J.W.T. : C’est dommage, vous aurez pu demander cela à Blaise Compaoré. Il a été l’un de ceux qui ont suggéré ce licenciement massif pour donner l’exemple. On ne peut que le regretter dans ses effets sociaux, mais la décision s’inscrivait dans les limites des principes de la Révolution. Les enseignants n’étaient pas les premiers à être licenciés. Bien d’autres avant les enseignants ont été touchés. C’est dommage, mais c’est justement pour vous faire comprendre la responsabilité des uns et des autres.

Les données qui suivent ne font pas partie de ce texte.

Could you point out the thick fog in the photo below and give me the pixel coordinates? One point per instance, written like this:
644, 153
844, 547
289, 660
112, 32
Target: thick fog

Cette question s’est imposée au débat continu au sein du CNR. Vous vous souviendrez que, dans son discours du 4-Août 1987, le camarade président a, de manière responsable, invité les révolutionnaires à une autocritique et à relire les décisions et sanctions qui ont pu injustement frapper des compatriotes. Le prétexte était offert à ceux qui étaient en quête de prétextes de contradictions fondamentales, je veux parler de Blaise et de ses « compagnons », pour dénoncer un revirement et une expression de faiblesse de la part du président du CNR. Et ce sont les mêmes, après le 15 octobre, qui se sont précipités pour s’approprier la paternité de la décision et en constituer un justificatif de leur action macabre.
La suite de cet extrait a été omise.